Similarly, where there is a 20 per cent reliance on agency staff, and RN understaffing is 25 per cent or less, the odds of ‘care left undone’ is 1.24 (1.05–1.45). The odds of ‘care left undone’ when agency usage is 20 per cent rises where the RN staff ratio is less than 75 per cent of planned full complement to 2.19 (1.9–2.53), p < 0.05.
Furthermore, considering a level of 25 per cent or more understaffing, the odds of missed care events increase further still but only slightly with an increase in proportion of agency staff.
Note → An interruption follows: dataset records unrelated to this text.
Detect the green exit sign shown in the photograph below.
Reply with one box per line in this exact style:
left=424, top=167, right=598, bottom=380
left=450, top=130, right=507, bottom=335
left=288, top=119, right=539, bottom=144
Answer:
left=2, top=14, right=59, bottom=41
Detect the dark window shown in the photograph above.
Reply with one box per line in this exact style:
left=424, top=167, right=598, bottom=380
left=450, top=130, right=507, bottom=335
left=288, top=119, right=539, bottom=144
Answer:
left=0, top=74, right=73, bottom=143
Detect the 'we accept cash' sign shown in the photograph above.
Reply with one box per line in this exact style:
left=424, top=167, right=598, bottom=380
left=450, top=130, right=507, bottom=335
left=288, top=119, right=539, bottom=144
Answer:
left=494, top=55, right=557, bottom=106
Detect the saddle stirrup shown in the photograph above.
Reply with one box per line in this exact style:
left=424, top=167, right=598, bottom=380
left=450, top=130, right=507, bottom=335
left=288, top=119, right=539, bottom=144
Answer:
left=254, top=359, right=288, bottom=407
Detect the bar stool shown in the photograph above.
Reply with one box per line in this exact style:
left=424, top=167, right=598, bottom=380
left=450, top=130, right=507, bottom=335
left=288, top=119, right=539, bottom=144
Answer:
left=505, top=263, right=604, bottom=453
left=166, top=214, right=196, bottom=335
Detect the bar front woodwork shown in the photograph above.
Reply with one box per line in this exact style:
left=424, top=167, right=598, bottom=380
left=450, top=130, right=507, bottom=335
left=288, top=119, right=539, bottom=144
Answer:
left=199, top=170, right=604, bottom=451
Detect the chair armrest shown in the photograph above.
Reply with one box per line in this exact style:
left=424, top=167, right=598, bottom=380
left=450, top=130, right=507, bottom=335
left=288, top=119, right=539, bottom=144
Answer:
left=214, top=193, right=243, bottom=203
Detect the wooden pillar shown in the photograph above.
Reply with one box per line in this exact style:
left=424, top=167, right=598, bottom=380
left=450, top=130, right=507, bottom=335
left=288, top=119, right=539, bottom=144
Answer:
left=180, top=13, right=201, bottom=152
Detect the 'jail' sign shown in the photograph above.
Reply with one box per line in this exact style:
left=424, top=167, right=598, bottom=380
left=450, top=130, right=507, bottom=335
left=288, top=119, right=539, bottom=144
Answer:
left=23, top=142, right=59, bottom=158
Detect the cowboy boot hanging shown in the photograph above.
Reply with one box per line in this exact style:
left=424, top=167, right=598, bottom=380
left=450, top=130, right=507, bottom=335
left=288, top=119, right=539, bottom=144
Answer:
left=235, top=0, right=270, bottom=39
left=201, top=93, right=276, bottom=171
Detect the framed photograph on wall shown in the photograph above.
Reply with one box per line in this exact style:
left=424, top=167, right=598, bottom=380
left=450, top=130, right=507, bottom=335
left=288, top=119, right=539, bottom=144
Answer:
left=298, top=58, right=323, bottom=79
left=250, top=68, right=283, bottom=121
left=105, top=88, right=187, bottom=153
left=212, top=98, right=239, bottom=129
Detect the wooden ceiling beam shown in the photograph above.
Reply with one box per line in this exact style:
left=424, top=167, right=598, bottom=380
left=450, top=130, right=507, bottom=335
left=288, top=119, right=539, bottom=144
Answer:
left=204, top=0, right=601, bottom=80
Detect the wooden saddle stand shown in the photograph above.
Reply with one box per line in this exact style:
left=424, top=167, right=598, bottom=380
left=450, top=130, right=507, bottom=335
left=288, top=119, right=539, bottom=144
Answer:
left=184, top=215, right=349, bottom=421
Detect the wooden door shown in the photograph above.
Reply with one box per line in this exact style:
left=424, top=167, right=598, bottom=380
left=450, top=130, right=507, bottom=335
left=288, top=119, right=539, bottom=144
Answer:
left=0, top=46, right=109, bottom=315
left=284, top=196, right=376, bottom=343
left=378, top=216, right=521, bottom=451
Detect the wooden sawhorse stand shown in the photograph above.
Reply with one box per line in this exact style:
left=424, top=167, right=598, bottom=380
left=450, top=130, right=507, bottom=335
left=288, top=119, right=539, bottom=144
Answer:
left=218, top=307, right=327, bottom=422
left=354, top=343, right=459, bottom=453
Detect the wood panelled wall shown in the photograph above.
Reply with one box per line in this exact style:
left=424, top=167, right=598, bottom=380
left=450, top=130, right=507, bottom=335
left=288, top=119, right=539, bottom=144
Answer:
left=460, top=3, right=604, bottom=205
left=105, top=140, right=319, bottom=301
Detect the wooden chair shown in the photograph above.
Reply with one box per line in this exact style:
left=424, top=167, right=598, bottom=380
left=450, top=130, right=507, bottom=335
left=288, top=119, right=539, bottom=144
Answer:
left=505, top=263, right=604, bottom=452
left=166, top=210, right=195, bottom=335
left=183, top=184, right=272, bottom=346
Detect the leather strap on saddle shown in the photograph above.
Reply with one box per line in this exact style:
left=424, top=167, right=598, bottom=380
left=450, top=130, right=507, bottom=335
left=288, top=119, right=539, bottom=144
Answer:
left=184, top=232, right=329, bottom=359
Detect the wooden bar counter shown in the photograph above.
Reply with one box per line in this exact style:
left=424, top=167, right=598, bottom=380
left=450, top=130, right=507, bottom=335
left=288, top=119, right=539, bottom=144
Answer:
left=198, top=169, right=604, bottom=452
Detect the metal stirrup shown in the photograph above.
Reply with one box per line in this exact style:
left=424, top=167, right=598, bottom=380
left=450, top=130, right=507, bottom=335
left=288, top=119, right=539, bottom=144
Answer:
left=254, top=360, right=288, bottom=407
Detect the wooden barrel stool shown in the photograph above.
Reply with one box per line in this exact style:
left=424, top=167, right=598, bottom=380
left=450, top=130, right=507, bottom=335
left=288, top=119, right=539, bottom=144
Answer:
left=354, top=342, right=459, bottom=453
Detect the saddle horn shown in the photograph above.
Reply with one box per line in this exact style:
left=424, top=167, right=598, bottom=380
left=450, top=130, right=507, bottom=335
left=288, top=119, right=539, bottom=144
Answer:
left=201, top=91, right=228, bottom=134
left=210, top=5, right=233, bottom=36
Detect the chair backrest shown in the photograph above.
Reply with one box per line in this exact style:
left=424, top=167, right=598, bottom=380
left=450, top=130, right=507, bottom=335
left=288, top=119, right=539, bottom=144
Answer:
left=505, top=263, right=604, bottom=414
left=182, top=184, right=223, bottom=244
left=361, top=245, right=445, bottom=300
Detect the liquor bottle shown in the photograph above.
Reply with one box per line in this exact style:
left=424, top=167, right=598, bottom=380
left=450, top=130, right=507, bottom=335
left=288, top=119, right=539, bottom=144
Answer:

Relating these results back to Fig. 1, whilst it can be observed that, within the range of 0–24 per cent of understaffing, there is a steady increase in the occurrence of ‘care left undone’, relatively little further increase is observed in the 25 per cent or more range. A simple linear logistic regression model confirms that the increase in missed care probability is statistically significant (p < 0.001) for both predictors separately, but the addition of significant quadratic and interaction terms confirms that the simple model does not adequately describe the patterns in the data.